The report trusts Anglicans to behave as adults, it graciously invites grown-up responses, but it can be accused of ignoring the sheer extent of the hurts involved on both sides of the issue. Most depressingly, it creates moral equivalence between the actions of New Westminster and ECUSA in breaching the bonds of unity, and the American and African bishops and Archbishops who have intervened beyond existing boundaries to offer oversight to dissenting minorities.
Furthermore, the report recommends an existing model of delegated episcopal oversight which has already been rejected by traditional and conservative Episcopalians.
If this all sounds very negative, I must point out that I am not totally downhearted. The Windsor Report gives a framework for how these problems can be solved amongst us. The trouble is that it has no teeth. The missing ingredient which the report cannot address is the leadership of the Archbishop of Canterbury.
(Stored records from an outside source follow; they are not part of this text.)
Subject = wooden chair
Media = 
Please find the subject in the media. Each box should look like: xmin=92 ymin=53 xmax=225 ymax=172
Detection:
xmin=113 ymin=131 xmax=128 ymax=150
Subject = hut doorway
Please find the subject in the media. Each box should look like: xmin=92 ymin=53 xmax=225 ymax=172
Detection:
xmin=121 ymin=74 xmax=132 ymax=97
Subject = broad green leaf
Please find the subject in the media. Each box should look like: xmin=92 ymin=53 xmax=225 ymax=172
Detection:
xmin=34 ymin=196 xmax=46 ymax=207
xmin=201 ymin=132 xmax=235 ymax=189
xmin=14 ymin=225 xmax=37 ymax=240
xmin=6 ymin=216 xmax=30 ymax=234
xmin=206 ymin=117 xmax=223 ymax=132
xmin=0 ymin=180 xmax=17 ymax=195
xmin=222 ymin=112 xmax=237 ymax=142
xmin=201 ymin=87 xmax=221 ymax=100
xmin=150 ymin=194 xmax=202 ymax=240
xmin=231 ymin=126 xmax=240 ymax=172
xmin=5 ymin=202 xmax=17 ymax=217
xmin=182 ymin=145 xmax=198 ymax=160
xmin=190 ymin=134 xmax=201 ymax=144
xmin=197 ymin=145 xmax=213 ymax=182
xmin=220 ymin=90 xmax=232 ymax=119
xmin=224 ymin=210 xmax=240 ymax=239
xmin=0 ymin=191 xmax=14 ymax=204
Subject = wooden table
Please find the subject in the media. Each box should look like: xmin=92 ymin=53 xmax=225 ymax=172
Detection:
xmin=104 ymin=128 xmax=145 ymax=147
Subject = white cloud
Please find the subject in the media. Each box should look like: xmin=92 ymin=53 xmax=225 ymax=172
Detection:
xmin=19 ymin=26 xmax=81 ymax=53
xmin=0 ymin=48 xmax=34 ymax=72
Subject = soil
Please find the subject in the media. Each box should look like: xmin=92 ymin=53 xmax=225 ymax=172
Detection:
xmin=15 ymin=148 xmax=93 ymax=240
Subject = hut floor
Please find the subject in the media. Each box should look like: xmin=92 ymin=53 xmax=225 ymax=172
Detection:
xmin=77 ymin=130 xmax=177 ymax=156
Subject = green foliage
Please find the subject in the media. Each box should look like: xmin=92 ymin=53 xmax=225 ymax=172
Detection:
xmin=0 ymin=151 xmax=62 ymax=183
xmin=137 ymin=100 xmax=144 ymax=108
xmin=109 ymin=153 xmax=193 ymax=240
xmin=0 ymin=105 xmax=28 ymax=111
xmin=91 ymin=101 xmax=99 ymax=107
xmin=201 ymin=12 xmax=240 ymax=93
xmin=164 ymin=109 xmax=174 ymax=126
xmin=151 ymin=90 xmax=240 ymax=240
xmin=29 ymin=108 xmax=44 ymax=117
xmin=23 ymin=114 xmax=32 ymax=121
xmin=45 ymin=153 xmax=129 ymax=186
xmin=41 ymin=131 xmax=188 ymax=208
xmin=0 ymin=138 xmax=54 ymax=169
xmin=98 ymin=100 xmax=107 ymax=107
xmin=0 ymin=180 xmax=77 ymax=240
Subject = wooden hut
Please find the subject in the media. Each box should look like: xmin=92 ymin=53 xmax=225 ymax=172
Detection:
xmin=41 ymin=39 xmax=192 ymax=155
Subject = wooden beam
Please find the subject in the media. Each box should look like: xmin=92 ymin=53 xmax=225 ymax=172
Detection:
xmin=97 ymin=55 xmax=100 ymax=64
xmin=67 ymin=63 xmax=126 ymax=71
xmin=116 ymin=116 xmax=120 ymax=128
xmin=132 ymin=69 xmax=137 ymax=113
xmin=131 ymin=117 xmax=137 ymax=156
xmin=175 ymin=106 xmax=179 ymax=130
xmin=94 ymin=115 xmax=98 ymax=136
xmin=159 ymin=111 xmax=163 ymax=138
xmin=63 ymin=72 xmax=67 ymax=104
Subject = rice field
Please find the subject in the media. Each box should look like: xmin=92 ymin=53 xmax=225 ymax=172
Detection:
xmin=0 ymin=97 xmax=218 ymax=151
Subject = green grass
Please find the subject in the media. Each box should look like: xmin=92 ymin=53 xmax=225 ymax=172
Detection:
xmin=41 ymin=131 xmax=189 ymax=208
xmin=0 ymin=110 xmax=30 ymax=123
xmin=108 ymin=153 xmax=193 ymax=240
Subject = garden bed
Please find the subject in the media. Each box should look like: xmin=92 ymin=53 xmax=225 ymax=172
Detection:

Dr Williams now has a tremendous opportunity to give shape to the Windsor Report, by behind-the-scenes persuasion. He must cajole, berate, quietly scold and gently seek responses.
On the public front, he must lead by setting out his own reactions to the Windsor Report and charting a possible course ahead. He must show that he understands the widespread disquiet and the seriousness of the situation. We face nothing less than complete meltdown in the Anglican Communion unless this process produces genuine repentance and a change of heart.
Finally, he must be prepared to use the powers with which, by his office, he holds. He must insist upon proper and acceptable pastoral care for dissenters in ECUSA. He must be prepared to withhold invitations to Bishops who act against our bonds of unity. In short, the fate of the Communion remains within his hands. This is an isolated and awesome responsibility and he has the support of us all.